I can’t always say “yes” to teachers.  Sometimes, when teachers want to hold a class in the library, I have to say “no,” because we have state testing make-ups (ugh), or a special activity like our poetry blasts (yay). But I love to say “yes.” A lot of times a new teacher, or someone I haven’t worked much with before, will start a request with these words: “I don’t know if this is something you do, but. . . .”  Most of the time, it is something I do. Sometimes, it’s something I’ve never done before, but I’m willing to give it a shot. These often end up being the most interesting and fun requests. (Can I bring my students to the library and have them blow up balloons and make geometric shapes out of them?    Ummm. . .  sure!) And on the occasions when a request really isn’t something I can help with, I do try to send the requester on to someone who can help (usually that turns out to be either a tech admin or an office secretary).

The teachers also send me their kids during class, individually and in groups, when problems or questions arise that for whatever reason (time, expertise, resources) cannot be dealt with in the classroom.  As in: “Mrs. Smith sent me here to see if you could help me figure out how to cite a historical marker.”  “Mr. Jones sent me here to see if you could help me find any information on the invention of the elevator.” “Mrs. Hughes sent us here for help with Google Slides.” “Mrs. Jackson sent us here to see if you could get five biographies of Steve Jobs from somewhere.”  And on and on, every day.  Of course, kids come of their own accord during study halls and before and after school to ask questions, too—in much higher numbers!  But if I weren’t around, who would these kids turn to?  You got it . . . the teachers, who are already overloaded.

Naturally, when I’m serving the teachers and the staff who support them, I really am serving the students. I play a lot of roles as a librarian, some of which I haven’t covered in this article (for one thing, I manage a small library—and yes, that includes making all the purchasing decisions.) But ultimately, the most important thing I do is help educators with the time, expertise, and resources they need to give their students the best education possible. (As an aside:  I learn from them, too—I can’t even begin to tell you how much. Teachers, and all of the amazing paraprofessionals who work alongside them, are fascinating, smart, and super creative people!  And, news flash, they love to teach you what they know!) Since I’m everywhere, I also get a rare “big picture” view that can be an asset to cross-curricular planning. Without a school librarian, the teachers would have a lot of gaps to fill.

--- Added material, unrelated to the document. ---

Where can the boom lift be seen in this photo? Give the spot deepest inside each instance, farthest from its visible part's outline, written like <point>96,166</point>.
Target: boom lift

More than likely, many of these gaps would remain open, because there are only so many hours in a day. You know how people often talk about kids who “fall through the cracks?” Well, librarians do a great job of sealing up some of those cracks. And yes, I just compared myself to grout.

I’m not tooting my own horn here. Okay, so maybe I am a little. But that’s not the point. What I’m trying to do is explain (a bit about) the job of a school librarian, and why it’s important. Not all school librarians do exactly the same things, but all good school librarians (and the school librarians I know are GREAT) are allies of those serving on the front lines: teachers and classroom paraprofessionals.  We’re all in this together!